コーヒーのかおり
町のはずれに、「くるみコーヒー」と書かれた、ちいさなお店がありました。
扉をあけると、ちりん、とやさしい鈴が鳴って、お店の中には、あたたかな木のにおいと、ふしぎに甘くてほろ苦いかおりがただよっていました。

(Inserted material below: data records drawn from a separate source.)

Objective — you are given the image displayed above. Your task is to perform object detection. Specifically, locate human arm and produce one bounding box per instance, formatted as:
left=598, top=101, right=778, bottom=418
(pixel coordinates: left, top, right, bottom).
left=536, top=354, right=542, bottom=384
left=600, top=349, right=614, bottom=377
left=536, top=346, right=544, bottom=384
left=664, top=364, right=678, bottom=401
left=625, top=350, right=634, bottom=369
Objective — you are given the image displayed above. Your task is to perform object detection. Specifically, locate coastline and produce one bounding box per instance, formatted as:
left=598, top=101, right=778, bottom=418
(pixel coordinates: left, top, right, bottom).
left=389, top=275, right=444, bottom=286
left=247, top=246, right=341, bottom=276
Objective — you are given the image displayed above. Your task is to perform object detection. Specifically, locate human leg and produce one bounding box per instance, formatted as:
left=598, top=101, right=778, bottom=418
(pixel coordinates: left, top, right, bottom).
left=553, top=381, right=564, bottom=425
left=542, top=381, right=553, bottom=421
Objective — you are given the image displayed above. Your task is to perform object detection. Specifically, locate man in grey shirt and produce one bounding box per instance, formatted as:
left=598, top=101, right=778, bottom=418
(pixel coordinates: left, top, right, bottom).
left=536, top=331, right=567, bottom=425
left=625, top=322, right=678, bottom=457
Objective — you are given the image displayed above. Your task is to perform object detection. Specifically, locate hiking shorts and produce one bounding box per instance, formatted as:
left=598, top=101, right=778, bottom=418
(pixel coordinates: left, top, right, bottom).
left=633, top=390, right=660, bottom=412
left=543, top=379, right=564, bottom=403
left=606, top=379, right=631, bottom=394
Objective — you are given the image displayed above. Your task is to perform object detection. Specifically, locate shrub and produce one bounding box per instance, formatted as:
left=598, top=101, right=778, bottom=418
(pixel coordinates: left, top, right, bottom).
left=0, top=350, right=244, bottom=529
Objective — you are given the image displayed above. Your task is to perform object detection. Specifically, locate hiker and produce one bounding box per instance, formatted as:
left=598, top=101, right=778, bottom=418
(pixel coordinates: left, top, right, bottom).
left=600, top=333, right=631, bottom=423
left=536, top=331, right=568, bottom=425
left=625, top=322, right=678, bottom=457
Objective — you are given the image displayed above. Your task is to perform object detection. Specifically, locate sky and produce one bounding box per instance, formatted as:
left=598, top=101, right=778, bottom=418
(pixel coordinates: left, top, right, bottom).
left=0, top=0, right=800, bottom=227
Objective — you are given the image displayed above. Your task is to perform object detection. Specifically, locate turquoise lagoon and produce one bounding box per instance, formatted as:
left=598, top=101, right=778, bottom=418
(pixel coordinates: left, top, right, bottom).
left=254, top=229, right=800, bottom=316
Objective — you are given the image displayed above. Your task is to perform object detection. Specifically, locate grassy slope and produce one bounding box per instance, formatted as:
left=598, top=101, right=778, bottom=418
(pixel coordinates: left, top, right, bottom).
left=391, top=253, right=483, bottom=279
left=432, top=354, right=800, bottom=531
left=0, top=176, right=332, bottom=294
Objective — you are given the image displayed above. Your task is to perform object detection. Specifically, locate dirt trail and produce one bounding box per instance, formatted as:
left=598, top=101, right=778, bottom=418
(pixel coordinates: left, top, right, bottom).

ある冬の朝、かんたは母さんに頼まれて、この店へおつかいに来ました。
「こんにちはー!」
カウンターのむこうから、白いひげを生やした店長さんが顔を出しました。
店長さんの名前は、もりかわさん。
町でいちばんコーヒーにくわしいと言われています。
「やあ、かんたくん。寒かっただろう。いらっしゃい」
「お母さんが、コーヒー豆をくださいって。いつもの……ええと、『まいるどぶれんど』!」
「はい、承りました」
もりかわさんが、つやつやの豆をざらざらと袋に入れると、
コーヒーのかおりがふわあっと広がりました。
「うわあ、いいにおい……!」
かんたは思わず深く息を吸いました。
すると胸の中にぬくもりが広がるようでした。
「ねえ、店長さん。どうしてコーヒーって、こんなにいいにおいがするの?」
「それはね、コーヒー豆の中に“ひみつの音”が入っているからだよ」
「ひみつの音?」
「そう。お湯をそそぐと豆がふくらんで、中にかくれていた音が小さく鳴るんだ。その音がかおりになって、空気に広がるのさ」
かんたは、目をまんまるにしました。
「音が、においになるの?」
「そうさ。聞いてみるかい?」
もりかわさんは、ガラスのサーバーを用意し、豆をひいたあと、ゆっくりとお湯をそそぎました。
ぽこっ。
ぽこぽこっ。
かんたの耳に、ほんとうに小さな音が届きました。
雪がとけるみたいな、やさしい音でした。
「すごい……ほんとに聞こえる!」
「お湯をそそいで、コーヒーが生まれるあいだだけ聞こえる音だよ。だからみんな、ついじっと見つめちゃうんだ」
湯気が上へ上へとのぼっていき、香りは店じゅうに広がりました。
そのとき、扉がちりんと鳴り、同じクラスのりんかちゃんが入ってきました。
「あ、かんたくんだ。おつかい?」
「うん! 今、コーヒーのひみつの音、聞いてたんだ!」
「ひみつの音?」
りんかちゃんは首をかしげました。
「聞いてみるかい?」
と、もりかわさん。
りんかちゃんがそばに来ると、コーヒーはちょうどいちばんふくらんで、湯気がきらきら光りました。
ぽこっ。
ぽこぽこっ。
「わ……ほんとだ。かわいい音」
「だろ?」
「でも、どうしてその音がいいにおいになるの?」
「それはね」
もりかわさんは、ゆっくりとカウンターにもたれました。
「コーヒーは、人の“がんばりたい気持ち”を温める飲み物だからだよ」
「がんばりたい気持ち?」
「うん。大人も子どもも、なにかに挑戦する前は、心がきゅっと寒くなる時があるだろう? そんなとき、コーヒーの香りは『大丈夫だよ』って言ってくれるのさ」
りんかちゃんは、そっと自分の手をにぎりました。
「……わたし、あしたピアノの発表会なの。まちがえたらどうしようって思って、今日すごくこわかったの」
「そうか」
もりかわさんは、コーヒーを小さなカップにそそぎました。
湯気が、まるで小さな灯りみたいにゆらゆらと揺れます。
「香りだけ、吸ってごらん。飲まなくていいよ」
りんかちゃんは、そっと鼻を近づけました。
すう……
目をとじると、かおりが胸の中に広がりました。
「……あったかい」
「うん。そのあったかさが、がんばる力になるんだよ。コーヒーは心のストーブだからね」
りんかちゃんは、すこし笑いました。
「ありがとう。なんか、だいじょうぶな気がしてきた」
「それならよかった」
外を見ると、雪がひらひら降りはじめていました。
まるで空から、やさしい鈴の音が落ちてくるみたいに。
「かんたくん、あしたの発表会聞きに来てね」
「もちろん! がんばれ!」
「ありがとう!」
りんかちゃんは元気よく店を出ていきました。
かんたもコーヒー豆の袋をしっかり抱えました。
「店長さん、ぼくも、いつかコーヒーの音を鳴らせるかな」
「もちろんさ。心のストーブをだれかのために灯してあげたいって思えた時、きっと君にも鳴らせるようになる」
「うん!」
扉を開けると、ちりん、と鈴が鳴りました。
雪の中を歩くと、さっき聞いた音が胸の中で、ぽこぽこと鳴っていました。